Un peu surprise et gênée par sa tenue, Julie posa délicatement son fessier sur le cuir du canapé, la fraîcheur lui fit du bien et atténua un peu l’inconfort de la position assise. Agnès déposa la bouteille sur la table avec deux verres, elle regarda sa fille en souriant. La culotte aux genoux, les fesses nues, la jupe épinglée dans le dos, la tenue de celle-ci était assez curieuse pour prendre l’apéritif, mais la sévère maman voulait absolument que sa fille prenne conscience de la nouvelle situation :

— Tes fesses te cuisent encore ma chérie ?

— Oui maman… ça brûle…

— C’est parfait, tu as donc reçu une première fessée déculottée, tu conviendras que pour vingt-trois années de bêtises, ce n’est vraiment pas assez.

Julie protesta :

— Mais maman, je n’ai quand même pas fait des bêtises pendant tout ce temps.

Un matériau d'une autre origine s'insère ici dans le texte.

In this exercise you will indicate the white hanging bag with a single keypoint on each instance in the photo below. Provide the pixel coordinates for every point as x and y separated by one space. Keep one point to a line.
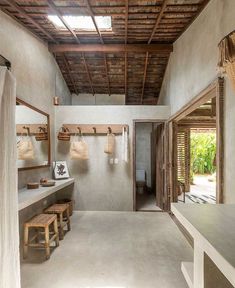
25 149
79 149
110 144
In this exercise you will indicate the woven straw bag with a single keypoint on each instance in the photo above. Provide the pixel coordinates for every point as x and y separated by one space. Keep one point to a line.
64 134
41 135
25 149
110 144
79 150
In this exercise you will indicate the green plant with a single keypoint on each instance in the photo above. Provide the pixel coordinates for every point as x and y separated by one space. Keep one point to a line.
202 150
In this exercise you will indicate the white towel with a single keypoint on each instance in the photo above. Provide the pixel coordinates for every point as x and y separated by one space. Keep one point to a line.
125 145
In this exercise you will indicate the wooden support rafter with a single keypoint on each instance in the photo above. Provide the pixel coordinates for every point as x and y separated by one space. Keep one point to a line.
21 11
126 40
112 48
101 40
88 73
126 21
126 87
163 8
58 14
66 63
144 77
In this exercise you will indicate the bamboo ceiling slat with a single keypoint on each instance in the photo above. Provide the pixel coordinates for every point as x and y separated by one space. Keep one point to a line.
136 74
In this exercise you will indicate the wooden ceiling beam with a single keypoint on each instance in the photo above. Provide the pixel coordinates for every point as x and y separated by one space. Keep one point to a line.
101 40
136 48
66 64
21 11
60 16
88 74
163 8
126 41
145 74
57 12
126 82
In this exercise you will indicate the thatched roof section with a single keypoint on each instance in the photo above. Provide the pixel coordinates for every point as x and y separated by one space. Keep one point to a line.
138 74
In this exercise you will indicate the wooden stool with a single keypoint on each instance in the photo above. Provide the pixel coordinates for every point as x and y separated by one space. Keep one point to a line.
41 221
62 212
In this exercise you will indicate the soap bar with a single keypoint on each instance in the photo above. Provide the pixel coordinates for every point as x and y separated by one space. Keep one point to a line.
32 185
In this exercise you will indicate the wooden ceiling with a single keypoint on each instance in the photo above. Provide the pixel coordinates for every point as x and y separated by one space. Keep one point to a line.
131 59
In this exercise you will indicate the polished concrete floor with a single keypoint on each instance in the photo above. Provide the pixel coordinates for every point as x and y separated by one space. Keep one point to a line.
113 250
146 202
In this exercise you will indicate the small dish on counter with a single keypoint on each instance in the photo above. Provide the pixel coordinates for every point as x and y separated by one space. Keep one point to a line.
32 185
48 184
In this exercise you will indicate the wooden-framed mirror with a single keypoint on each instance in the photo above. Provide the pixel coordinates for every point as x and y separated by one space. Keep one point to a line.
32 137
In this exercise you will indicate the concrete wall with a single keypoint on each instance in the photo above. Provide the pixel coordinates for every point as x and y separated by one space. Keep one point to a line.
38 76
98 99
193 66
143 149
98 184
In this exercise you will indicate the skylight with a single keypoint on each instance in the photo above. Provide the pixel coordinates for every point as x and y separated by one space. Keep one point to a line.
82 22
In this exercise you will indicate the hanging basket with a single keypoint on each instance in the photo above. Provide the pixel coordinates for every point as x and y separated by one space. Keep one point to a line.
227 57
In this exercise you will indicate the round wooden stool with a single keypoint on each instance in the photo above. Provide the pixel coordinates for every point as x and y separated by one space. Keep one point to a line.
41 221
62 212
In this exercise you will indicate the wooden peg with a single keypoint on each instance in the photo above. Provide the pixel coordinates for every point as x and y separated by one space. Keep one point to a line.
28 129
80 131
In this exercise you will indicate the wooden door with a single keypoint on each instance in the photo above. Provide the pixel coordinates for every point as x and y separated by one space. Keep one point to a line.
183 157
160 166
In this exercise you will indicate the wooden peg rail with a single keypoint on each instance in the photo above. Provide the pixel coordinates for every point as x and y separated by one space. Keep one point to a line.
92 129
30 129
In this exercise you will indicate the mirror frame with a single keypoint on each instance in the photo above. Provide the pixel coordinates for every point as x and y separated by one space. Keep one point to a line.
22 102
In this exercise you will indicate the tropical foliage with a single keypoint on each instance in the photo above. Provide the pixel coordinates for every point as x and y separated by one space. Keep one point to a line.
203 150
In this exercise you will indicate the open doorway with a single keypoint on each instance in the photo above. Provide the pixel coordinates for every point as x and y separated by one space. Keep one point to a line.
148 163
196 149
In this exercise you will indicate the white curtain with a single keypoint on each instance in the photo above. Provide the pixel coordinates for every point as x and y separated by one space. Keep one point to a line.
9 234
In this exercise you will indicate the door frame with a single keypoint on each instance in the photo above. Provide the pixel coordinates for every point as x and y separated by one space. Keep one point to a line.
135 121
214 90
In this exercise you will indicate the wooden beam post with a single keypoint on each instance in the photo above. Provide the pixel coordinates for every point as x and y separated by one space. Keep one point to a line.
163 8
112 48
145 74
30 19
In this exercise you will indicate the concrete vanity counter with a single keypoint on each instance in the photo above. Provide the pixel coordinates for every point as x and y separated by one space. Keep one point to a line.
213 230
27 197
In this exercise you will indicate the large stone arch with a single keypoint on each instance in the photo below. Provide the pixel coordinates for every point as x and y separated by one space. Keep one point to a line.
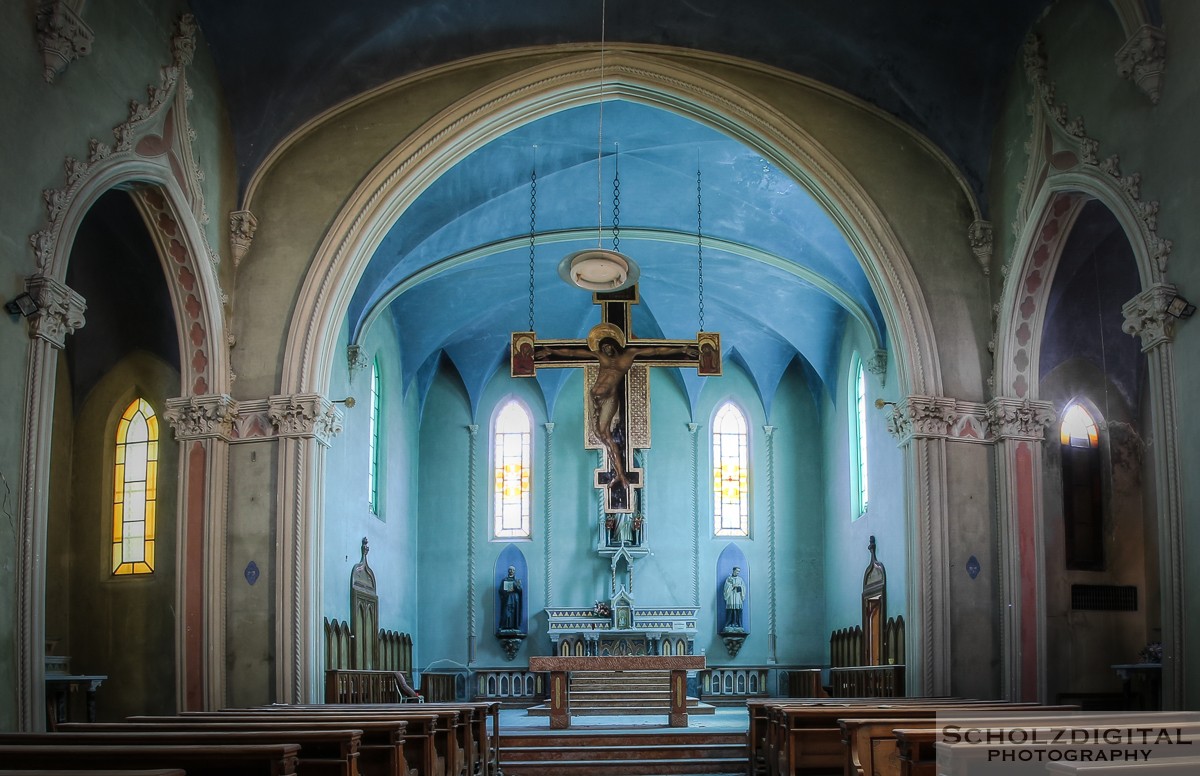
395 182
1053 206
153 163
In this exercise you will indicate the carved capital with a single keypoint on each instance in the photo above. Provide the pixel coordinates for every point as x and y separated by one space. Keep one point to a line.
61 36
1018 419
357 359
877 364
305 415
1143 60
202 416
243 226
921 416
1146 317
59 310
981 240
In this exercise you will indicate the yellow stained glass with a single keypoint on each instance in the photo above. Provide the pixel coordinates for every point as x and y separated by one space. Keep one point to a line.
135 489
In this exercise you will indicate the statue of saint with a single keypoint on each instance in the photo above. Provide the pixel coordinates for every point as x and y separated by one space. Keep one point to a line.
510 601
735 594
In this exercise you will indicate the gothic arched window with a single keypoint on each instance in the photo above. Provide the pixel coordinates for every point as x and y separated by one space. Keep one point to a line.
858 475
135 489
1081 503
731 473
511 458
373 465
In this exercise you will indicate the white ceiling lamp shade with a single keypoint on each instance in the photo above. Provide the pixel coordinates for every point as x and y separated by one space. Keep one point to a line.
598 270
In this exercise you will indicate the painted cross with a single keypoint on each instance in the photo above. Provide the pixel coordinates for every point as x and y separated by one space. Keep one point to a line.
617 384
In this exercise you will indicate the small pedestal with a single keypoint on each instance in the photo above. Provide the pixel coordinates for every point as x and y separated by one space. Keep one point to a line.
559 701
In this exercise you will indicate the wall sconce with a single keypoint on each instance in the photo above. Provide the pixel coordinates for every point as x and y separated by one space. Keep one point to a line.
1179 307
24 305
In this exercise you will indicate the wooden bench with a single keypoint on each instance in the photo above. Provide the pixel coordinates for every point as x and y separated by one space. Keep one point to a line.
965 758
757 735
807 739
870 744
252 759
331 752
97 771
382 747
480 749
431 746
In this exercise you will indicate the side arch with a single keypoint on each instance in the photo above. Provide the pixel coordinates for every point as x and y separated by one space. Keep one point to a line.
191 280
395 182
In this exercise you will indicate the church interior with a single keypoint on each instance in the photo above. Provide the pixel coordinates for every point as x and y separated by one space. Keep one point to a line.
448 337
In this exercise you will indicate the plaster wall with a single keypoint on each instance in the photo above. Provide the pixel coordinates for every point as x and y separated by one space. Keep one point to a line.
117 626
846 536
391 528
1152 140
681 567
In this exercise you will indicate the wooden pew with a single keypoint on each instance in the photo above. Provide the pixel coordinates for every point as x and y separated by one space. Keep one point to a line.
759 733
382 747
322 752
871 747
431 746
96 771
251 759
480 750
807 739
965 758
916 750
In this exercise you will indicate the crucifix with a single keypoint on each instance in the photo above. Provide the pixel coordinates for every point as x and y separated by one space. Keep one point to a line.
617 383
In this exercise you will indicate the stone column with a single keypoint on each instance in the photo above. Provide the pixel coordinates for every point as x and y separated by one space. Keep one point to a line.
472 517
203 426
1019 429
305 425
922 425
60 313
1146 318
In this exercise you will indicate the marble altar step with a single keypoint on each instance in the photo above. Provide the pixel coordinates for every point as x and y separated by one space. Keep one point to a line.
545 753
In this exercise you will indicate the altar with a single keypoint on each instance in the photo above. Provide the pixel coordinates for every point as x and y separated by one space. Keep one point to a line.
561 671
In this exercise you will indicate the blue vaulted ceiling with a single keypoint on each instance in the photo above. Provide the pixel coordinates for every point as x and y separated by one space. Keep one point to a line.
780 281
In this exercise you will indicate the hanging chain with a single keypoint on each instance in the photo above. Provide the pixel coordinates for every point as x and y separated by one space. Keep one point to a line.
533 224
616 202
700 251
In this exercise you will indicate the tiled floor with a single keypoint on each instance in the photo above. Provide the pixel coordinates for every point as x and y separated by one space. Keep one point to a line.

Agnès la regarda en souriant, sa fille si autoritaire habituellement était devenue toute mignonne depuis qu’elle avait un derrière bien rouge :

— Je sais bien ma chérie, mais avoue que tu as dû quand même en faire beaucoup pour que tu arrives à me demander toi-même de te corriger.

Julie opina en rougissant, elle n’était pas en position pour négocier quoi que ce soit :

— Oui maman.

— Très bien, voilà donc le programme. Après le repas tu recevras une bonne déculottée au martinet, tu iras au coin pendant une heure et je t’administrerai une dernière fessée avant que tu partes.

Julie était abasourdie, mais elle ne protesta pas, sa mère continuait :

— Comme tes fesses ont beaucoup de retard à rattraper, tu viendras tous les vendredis après-midi me les présenter et ceci jusqu’à ce que je juge que ton derrière et ton caractère soient devenus assez souples.

— Oui maman…

Julie se surprit elle-même d’accepter ce programme sans rechigner. Agnès la fixait, satisfaite de l’obéissance de sa grande fille :

— Bien sûr, à partir d’aujourd’hui, nous reprenons les bonnes habitudes, comme pour Cécile, à chaque bêtise ou désobéissance, tu recevras une fessée déculottée.

Agnès leva son verre :

— Trinquons à cette bonne nouvelle ma fille et à tes jolies fesses rouges !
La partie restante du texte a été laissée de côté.